RE: Ignore Order while validating XSD from Ralf Lammel on 2006-02-20 (xmlschema-dev@w3.org from February 2006)

From: Ralf Lammel <Ralf.Lammel@microsoft.com>
Date: Sun, 19 Feb 2006 16:56:45 -0800
To: "Mukul Gandhi" <gandhi.mukul@gmail.com>, "Ramkumar Menon" <ramkumar.menon@gmail.com>
Cc: <xmlschema-dev@w3.org>
Message-ID: <1152E22EE8996742A7E36BBBA7768FEE08B12883@RED-MSG-50.redmond.corp.microsoft.com>

Mukul wrote:

> If you have 10 or more elements,
> then definitely the approach I suggested would be cumbersome.

SET FUN=ON

"cumbersome" is a proper understatement. The number of permutations over a finite set S is |S|!. We would get that many sequence compositors if we used the naïve, UPA-violating approach, plus 1 choice compositor. Just to recall figures:

10! + 1 = 3,628,801

I doubt that there is that much business-critical XSD in this world, as of writing. The biggest real-world schema that I have seen has less than 20,000 compositors -- a factor 181 difference.

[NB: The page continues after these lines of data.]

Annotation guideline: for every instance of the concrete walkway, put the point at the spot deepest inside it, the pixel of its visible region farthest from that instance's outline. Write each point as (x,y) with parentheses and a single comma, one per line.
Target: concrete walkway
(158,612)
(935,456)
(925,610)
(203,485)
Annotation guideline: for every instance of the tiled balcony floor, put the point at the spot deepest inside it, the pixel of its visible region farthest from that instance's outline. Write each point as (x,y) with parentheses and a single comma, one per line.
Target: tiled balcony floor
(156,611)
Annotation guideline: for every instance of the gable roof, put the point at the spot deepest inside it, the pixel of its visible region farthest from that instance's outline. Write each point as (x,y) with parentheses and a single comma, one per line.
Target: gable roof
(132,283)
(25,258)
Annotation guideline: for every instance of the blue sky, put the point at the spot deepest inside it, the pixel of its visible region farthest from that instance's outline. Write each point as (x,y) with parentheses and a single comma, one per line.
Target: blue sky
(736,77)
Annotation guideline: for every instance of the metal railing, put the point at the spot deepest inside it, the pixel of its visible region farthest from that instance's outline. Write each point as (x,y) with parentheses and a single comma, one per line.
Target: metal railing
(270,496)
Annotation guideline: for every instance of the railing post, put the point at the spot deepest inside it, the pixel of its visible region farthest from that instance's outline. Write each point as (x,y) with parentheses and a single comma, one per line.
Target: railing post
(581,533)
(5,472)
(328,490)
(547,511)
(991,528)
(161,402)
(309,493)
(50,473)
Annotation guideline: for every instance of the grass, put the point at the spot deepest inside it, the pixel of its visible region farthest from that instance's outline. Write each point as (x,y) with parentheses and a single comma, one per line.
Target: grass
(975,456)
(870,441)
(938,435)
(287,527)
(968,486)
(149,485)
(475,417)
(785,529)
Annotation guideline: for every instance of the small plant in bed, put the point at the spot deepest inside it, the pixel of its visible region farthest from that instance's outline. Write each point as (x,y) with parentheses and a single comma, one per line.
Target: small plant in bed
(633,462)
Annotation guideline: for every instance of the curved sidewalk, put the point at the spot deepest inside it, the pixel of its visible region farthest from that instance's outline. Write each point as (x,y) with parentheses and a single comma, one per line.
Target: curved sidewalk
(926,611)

But then again, naïve enumeration of permutations is not valid XSD anyhow. One would hope that left factorization recovers scalability a bit, but it is the other way around. Let s_i denote the number of sequence compositors for the left-factorization approach; let c_i denote the number of choice compositors for the left-factorization approach, where i denotes the number of element particles to be varied. Here are some observations to be made by looking at the examples we have seen in earlier emails:

- s_1 = 1, c_1 = 0
- s_2 = 2, c_2 = 1
- s_3 = 6, c_3 = 4

Here are the progressions:

s_1 = 1
s_{i+1} = (i+1) * s_i

c_1 = 0
c_{i+1} = (i+1) * c_i + 1

Hence, just the s_i part is the factorial alone.
And c_i's growth isn't much less that s_i's.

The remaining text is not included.